The stars of You, Me & My Ex reveal what they want viewers to take away from their story
[On their unusual arrangement]
Josh: Because there’s so many people that we know personally, they’re like, I wish I could be like that with my ex. I wish I could see my kids more than once every two weeks, every other weekend. And that’s what helps out a lot too. I can call Jen or Chantel and be like, “Hey, I’m coming to get Jace today.” For whatever reason and vice versa. Even if I’d had him for a night. Or they’re like, “Hey, can I take him up to New York to visit our family for a long weekend?” I’m not going to be like, “Oh no, it’s not your weekend.” I don’t think we’ve ever had that issue.
Jennifer: We don’t even have a parenting schedule.
Josh: Because we’re all together three or four times a week anyway. So even if I didn’t, quote unquote, have Jace for the day, I’m probably going to see him that day anyway because we just had pizza dinner here. Even if we didn’t have the interview, we’d probably be over here helping Jace out with his project because that’s just …
Jennifer: He’s got a project to do tomorrow.
Chantel: The only thing that I think will be an issue if Jace were to ever, for example, get bullied, would be because he has –
Jennifer: Two moms? Three moms?
Chantel: Well, not necessarily three moms, but this duo here. Because a lot of people are very old-fashioned and I get that and I respect them for it. I really do. I don’t knock anybody who disagrees with our relationship.

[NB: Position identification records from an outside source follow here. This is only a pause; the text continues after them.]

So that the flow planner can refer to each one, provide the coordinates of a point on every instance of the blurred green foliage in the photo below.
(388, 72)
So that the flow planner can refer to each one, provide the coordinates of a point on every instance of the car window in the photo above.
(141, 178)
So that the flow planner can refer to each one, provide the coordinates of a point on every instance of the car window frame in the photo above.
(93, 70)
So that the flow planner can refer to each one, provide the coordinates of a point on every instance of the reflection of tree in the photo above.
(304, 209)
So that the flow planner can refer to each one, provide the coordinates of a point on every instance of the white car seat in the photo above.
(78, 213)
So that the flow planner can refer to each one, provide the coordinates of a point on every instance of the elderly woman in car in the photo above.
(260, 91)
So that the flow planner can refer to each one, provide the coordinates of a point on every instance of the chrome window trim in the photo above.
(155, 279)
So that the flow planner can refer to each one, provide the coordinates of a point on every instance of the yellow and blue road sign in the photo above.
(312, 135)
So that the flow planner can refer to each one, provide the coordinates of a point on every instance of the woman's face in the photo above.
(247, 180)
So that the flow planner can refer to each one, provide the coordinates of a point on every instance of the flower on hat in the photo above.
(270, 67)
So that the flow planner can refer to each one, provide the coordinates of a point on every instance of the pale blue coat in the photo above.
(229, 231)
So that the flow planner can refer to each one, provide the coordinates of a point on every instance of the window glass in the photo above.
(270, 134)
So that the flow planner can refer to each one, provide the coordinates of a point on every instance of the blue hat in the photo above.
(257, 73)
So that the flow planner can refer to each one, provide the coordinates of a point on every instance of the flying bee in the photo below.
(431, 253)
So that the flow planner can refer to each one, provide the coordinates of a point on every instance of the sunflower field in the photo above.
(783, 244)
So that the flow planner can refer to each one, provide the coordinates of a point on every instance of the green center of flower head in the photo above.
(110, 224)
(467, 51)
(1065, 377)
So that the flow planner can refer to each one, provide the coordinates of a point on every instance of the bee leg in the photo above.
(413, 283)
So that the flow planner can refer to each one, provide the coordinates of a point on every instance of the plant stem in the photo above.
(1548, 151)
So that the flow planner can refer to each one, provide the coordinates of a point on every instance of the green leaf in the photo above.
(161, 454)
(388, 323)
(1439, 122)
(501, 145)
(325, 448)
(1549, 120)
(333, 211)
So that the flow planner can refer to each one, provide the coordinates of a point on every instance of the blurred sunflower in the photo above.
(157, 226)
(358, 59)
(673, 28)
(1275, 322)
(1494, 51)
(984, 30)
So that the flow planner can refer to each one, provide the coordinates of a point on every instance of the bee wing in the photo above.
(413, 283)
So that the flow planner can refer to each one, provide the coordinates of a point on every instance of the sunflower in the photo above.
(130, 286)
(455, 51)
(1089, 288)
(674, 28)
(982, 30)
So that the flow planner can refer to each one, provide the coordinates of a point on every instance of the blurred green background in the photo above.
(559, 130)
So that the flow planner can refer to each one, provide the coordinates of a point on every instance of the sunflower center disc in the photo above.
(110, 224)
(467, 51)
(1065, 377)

I’m okay with them disagreeing, but I just hope that they can look past that and see the happiness in the kids and how well this works. And they can look past who’s sleeping with who or who’s going home with … it doesn’t matter, as long as the kids are healthy and happy and doing well in school and are decent human beings and a great addition to society. And I think that’s what we’re building here. So …
It’s so true. Your whole family is just a poster for love is love, no matter if it’s traditional or not. And I think that’s so beautiful.
Chantel & Danielle: Thank you.
Josh: Yeah. We’re all like, all right, so we’re going to be on a TV show, but we don’t have drama really to bring the TV out. People aren’t going to care to watch us. I mean, we do have a really unique story, but at the end of the day, it’s like, are people going to want to see that? So, I mean, I think we provided a little bit of drama for the show, but nah.
Chantel: Don’t get me wrong, we do have drama.
Josh: We have a little bit of drama.
Any thoughts you want to make sure that you share?
Josh: I’m just excited to see everybody’s reaction once we air. It’s going to be interesting because the amount of attention that the show is getting online, it seems like it’s going to have some viewers. So as far as once it actually airs, what are people going to say about it? So I’m curious, I’m excited.
Jennifer: Well, just definitely sharing … Just like you said, love is love and spreading the love. All about the kids.
Chantel: It’s all about the kids.
“You, Me & My Ex” premieres Sunday, June 20 at 10 p.m. ET/PT on TLC.